Turkish President Recep Tayyip Erdogan appointed a new central bank governor early Saturday morning, hours after the sudden resignation of the previous appointee, who said he was resigning due to a “massive defamation campaign.”
Outgoing central bank governor Hafizeh Gey Erkan is the fifth woman to hold the post in the past five years and the first woman to hold the post. Fatih Karahan, the bank’s deputy governor, was swiftly promoted to replace her.
The surprise change comes about eight months after a shift in Turkey’s economic plan aimed at quelling a long-standing cost of living crisis that has been painful for many Turks. The annual inflation rate as of last month was about 65%.
In an apparent effort to reassure investors, government officials said Mr. Elkann’s resignation did not signal a change in policy.
Turkish Finance Minister Mehmet Simsek said Erkan’s resignation was a personal decision and that he would be replaced by a “reputable macroeconomist with exceptional depth and expertise.”
He and Vice President Cevdet Yilmaz said Erdogan would continue to support his economic team and its policies.
Starting in 2018, Mr. Erdogan oversaw a policy of continually lowering interest rates even as the value of Turkey’s currency plummeted and inflation soared. This went against conventional economics, which calls for raising interest rates to stop inflation.

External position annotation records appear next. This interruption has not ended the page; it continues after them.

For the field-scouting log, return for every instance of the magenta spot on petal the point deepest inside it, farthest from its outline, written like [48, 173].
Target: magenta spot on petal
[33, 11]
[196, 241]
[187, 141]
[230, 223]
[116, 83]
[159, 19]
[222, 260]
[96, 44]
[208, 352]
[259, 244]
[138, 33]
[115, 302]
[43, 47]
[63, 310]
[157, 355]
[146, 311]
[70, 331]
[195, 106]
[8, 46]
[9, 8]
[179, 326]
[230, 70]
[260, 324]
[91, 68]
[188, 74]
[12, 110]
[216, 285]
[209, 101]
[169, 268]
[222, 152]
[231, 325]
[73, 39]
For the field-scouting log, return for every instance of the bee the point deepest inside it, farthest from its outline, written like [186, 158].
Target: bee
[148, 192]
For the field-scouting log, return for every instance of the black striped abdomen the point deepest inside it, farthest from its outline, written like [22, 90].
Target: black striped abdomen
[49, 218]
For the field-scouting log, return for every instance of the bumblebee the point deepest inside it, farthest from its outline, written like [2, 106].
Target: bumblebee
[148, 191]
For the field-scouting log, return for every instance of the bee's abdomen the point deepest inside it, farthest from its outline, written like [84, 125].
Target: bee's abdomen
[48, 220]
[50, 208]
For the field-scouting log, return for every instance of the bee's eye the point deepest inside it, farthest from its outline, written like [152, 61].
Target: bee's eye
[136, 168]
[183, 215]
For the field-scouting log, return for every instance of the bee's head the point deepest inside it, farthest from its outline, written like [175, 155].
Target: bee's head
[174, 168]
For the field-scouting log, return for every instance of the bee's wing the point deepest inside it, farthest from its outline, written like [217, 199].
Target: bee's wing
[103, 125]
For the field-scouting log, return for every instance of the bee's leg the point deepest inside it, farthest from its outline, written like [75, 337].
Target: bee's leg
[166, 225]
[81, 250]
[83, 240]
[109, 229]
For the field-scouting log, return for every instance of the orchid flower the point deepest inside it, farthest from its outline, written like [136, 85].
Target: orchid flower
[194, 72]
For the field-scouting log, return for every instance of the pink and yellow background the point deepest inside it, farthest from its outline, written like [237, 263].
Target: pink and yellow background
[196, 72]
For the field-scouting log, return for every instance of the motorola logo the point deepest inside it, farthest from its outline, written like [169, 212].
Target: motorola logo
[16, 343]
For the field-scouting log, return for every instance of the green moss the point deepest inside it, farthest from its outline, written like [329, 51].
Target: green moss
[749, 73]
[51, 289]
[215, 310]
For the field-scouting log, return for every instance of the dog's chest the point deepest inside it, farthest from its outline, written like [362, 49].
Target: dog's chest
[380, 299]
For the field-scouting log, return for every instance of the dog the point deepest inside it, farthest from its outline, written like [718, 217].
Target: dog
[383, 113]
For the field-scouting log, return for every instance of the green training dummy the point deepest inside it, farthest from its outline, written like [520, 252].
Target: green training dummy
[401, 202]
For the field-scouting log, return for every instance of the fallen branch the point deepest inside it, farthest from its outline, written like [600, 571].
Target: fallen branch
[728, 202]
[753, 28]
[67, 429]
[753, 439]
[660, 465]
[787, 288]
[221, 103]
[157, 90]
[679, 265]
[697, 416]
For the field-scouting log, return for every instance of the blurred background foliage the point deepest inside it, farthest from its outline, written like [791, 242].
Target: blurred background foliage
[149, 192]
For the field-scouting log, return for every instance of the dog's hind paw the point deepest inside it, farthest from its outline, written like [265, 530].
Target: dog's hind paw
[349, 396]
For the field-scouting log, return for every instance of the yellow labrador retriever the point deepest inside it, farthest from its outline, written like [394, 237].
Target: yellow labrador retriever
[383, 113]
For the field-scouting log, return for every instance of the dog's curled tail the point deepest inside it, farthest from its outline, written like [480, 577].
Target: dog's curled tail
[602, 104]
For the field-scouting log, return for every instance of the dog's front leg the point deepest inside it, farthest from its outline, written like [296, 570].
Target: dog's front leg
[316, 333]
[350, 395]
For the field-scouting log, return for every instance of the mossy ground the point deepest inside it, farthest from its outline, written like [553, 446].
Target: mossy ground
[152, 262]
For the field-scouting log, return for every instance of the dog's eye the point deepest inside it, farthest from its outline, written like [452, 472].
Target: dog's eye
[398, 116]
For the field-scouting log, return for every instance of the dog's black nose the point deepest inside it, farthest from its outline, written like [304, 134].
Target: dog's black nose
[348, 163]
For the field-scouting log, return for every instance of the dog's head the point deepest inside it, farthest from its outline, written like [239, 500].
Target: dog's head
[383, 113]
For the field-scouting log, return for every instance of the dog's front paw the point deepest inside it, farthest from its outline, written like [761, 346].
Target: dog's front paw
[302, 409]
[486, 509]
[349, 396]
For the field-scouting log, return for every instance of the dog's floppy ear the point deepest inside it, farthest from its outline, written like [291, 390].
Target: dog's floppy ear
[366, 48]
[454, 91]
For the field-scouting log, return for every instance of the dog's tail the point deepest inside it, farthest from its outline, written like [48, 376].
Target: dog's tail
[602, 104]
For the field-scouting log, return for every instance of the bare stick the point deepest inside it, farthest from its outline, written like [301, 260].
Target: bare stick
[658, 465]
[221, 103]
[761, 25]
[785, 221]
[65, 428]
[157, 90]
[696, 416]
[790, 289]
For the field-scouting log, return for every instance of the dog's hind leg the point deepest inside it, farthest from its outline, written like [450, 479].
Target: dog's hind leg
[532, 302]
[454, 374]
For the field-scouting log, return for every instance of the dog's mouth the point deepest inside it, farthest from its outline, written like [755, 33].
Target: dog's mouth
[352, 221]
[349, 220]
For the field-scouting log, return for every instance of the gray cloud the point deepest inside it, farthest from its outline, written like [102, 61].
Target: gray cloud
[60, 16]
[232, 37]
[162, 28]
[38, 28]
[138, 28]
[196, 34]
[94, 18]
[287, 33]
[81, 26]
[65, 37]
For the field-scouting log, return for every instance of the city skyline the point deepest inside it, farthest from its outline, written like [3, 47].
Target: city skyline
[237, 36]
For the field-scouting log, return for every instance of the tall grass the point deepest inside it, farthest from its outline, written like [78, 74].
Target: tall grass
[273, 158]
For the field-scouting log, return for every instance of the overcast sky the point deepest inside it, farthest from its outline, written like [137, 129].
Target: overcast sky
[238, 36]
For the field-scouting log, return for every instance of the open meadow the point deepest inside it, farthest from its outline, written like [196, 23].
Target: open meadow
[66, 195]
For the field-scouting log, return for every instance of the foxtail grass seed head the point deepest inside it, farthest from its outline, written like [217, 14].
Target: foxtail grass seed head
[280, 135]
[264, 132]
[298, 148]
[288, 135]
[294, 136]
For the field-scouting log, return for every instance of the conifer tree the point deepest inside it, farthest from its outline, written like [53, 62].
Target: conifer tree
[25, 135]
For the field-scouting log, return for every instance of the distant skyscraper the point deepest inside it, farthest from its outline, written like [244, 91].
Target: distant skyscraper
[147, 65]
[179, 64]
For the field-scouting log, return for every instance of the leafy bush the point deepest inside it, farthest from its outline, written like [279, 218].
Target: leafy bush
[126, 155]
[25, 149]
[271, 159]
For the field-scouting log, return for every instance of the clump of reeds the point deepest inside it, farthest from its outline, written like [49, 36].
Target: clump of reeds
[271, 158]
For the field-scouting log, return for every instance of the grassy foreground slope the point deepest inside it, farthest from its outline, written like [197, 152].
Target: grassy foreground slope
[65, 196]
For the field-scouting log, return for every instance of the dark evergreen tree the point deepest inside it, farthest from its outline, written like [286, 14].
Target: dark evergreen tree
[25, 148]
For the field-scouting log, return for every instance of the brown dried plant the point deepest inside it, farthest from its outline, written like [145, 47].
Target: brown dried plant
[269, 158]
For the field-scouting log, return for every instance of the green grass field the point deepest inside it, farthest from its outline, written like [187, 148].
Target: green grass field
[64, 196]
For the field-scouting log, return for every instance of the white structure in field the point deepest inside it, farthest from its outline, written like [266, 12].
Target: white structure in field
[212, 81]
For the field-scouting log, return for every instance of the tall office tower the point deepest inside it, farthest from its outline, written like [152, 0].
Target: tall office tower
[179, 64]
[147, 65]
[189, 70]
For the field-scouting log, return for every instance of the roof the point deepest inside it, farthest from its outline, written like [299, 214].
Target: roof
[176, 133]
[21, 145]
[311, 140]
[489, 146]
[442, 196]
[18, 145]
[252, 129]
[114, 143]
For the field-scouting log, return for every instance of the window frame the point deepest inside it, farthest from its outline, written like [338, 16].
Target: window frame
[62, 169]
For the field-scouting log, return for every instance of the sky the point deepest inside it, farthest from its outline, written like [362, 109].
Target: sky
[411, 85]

After his reelection in May, Mr. Erdogan signaled a shift in approach by appointing Mr. Ercan and Mr. Simsek, guiding Turkey back to policy orthodoxy. The central bank has since raised interest rates multiple times, reaching 45 percent last month.
Callahan, the new bank president, holds a doctorate in economics from the University of Pennsylvania, has taught at Columbia University and New York University, and previously worked as an economist at Amazon, according to the central bank’s official biography. He has been a member of the Banking Committee, which sets interest rates, since July.

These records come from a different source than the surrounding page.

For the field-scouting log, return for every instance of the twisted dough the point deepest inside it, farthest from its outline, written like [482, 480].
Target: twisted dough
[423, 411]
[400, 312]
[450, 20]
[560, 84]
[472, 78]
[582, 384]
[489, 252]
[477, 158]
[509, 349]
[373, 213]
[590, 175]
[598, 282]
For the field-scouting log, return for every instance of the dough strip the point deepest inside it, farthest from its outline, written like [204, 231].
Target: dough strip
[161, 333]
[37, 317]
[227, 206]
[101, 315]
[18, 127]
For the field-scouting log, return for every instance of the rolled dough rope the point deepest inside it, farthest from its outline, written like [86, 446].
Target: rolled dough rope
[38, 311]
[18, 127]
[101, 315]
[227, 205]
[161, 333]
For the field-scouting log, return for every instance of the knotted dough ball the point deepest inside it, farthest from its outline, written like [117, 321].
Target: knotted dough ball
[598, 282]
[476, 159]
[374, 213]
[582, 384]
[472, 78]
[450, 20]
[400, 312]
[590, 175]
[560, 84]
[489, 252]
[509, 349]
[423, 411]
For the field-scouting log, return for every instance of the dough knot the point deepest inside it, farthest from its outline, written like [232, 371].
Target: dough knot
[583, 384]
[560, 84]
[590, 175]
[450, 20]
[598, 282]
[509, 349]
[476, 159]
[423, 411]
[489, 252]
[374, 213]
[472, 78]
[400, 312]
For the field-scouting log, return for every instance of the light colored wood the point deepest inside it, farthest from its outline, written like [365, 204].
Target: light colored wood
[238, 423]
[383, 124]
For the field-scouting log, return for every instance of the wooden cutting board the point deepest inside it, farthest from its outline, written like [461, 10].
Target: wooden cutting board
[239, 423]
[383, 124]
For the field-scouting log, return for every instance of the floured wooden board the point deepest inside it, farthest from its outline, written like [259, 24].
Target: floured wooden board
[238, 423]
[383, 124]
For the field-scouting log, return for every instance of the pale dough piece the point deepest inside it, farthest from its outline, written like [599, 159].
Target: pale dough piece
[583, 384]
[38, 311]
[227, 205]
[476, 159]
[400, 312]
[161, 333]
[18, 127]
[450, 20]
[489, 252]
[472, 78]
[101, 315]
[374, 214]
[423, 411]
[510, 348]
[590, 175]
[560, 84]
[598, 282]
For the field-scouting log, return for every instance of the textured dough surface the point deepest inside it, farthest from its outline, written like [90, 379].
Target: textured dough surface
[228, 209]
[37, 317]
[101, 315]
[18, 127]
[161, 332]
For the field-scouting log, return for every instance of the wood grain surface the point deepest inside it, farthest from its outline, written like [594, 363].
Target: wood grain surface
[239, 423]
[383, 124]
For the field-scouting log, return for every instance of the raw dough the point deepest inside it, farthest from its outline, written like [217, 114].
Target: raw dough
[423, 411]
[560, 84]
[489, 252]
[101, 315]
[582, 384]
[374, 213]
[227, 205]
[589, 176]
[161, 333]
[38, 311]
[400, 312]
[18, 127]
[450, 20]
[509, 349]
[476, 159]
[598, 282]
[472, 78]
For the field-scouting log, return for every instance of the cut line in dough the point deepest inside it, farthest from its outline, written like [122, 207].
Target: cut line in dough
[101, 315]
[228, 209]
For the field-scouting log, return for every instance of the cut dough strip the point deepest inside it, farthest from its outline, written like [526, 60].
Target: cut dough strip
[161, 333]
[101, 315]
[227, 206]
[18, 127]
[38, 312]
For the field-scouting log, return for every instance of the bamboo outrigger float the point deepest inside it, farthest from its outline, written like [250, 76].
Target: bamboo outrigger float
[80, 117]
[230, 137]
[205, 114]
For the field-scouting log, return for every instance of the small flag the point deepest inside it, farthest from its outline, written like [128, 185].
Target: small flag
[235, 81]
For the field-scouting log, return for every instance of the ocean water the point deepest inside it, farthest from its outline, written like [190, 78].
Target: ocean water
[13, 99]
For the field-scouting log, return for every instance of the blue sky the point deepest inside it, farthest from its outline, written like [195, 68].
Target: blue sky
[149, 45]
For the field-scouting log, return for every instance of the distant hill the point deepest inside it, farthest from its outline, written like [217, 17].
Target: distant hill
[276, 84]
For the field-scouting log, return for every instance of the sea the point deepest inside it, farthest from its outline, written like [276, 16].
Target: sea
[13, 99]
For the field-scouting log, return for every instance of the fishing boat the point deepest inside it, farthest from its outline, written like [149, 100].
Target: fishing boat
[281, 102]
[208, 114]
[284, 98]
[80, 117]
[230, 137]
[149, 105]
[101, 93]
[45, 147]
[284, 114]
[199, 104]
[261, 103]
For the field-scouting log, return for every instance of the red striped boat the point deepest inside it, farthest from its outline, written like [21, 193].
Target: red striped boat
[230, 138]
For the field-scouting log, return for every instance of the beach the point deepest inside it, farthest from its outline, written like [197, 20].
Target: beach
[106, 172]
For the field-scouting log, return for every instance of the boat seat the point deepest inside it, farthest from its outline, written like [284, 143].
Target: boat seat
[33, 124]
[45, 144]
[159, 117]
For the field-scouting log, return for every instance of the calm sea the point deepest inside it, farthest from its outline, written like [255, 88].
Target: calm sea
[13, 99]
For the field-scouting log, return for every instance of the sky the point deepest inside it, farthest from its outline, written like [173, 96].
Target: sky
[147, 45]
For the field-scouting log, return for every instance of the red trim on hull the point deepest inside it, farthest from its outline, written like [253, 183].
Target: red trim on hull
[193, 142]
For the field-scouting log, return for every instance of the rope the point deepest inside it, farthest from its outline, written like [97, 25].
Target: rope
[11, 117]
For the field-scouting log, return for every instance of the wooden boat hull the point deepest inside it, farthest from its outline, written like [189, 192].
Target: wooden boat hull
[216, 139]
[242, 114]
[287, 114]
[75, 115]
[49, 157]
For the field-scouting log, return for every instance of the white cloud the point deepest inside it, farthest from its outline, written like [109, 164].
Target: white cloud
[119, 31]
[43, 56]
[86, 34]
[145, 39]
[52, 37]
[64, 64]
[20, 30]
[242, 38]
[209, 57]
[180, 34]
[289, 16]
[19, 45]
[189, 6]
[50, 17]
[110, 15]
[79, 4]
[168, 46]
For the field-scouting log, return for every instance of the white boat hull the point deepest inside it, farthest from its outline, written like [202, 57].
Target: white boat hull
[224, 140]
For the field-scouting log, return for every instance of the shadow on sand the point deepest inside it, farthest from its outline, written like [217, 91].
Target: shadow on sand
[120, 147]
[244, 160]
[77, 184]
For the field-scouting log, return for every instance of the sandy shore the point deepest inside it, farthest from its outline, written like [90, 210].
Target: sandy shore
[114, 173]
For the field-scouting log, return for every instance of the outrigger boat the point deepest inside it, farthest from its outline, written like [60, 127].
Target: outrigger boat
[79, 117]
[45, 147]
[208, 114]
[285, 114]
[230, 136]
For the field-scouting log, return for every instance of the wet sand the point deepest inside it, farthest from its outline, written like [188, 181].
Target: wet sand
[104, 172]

Elkann’s appointment was initially welcomed because her background, which includes stints at Goldman Sachs and First Republic Bank in the US, suggested she would pursue conventional monetary policy.
However, she has been dogged by rumors ever since a Turkish newspaper reported that her father, who does not hold an official position at the bank, had intervened in the bank’s affairs. The bank denies the allegations.
in statement Elkann defended his career in an online post late Friday, saying that although his efforts were beginning to bear fruit, he was stepping down to protect his family and young children.